On Sunday, we continued our series on The Lord’s Prayer called “Pray Like Jesus” by looking at the phrase “Forgive us our debts as we forgive our debtors.” Forgiveness is central to the Biblical narrative. Jesus died on the cross, taking on our sin, so that we might be forgiven. As recipients of grace and forgiveness, we too are to forgive those who hurt us. We are to forgive as God forgives. But this is hard because we are not God.
I think rather than forgiving, what we often do is tolerate. We tolerate someone’s words or actions against us- where forgiving means we confront the offender and name the offense- and we make a decision to forgive. Forgiveness is not sweeping something under the rug, that’s tolerating. And if we tolerate, that we’ll one day pick up the rug and remember the offenses and hold it against the offender.
Forgiveness is different. It takes back the power from the offender by naming the wrong. But it goes a step further in releasing the offender from their offense. That is what God has done for us and the challenge is that we might do that to others.

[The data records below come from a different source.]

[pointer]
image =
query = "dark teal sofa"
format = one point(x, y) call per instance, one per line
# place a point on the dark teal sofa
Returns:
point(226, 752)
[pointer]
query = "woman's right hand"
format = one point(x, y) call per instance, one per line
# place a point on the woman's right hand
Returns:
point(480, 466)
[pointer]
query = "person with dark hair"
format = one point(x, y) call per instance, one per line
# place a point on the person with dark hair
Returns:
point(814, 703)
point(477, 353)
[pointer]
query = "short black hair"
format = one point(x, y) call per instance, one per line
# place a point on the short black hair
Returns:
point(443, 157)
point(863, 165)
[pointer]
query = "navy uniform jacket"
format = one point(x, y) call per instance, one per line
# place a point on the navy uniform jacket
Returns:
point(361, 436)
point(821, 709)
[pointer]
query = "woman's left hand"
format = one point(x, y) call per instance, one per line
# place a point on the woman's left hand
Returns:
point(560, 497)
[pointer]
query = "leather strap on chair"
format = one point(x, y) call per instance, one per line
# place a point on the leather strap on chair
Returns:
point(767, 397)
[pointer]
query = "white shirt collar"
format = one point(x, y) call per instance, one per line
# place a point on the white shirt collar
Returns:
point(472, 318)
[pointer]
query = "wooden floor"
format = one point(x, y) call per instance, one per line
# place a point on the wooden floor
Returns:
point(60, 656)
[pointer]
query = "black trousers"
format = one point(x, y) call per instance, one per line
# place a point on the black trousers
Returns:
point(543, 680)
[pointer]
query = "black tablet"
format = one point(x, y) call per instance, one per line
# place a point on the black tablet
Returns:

That when we truly forgive that we “set the captives free.” True, life-giving, chain-breaking forgiveness like this only comes from the love and grace of God dwelling in us (and for us to dwell in God).
On my own, I am not capable of this kind of forgiveness. But when I live in close proximity and intimacy with God, I become overwhelmed by God’s grace and desire to share that same gift of grace to those around me- especially to those who have hurt and offended me.
When we pray “Forgive us our debts as we forgive our debtors,” we are praying that the breadth and the depth of God’s grace and mercy in our life would be evident and lead us to offer that same gift to those around us.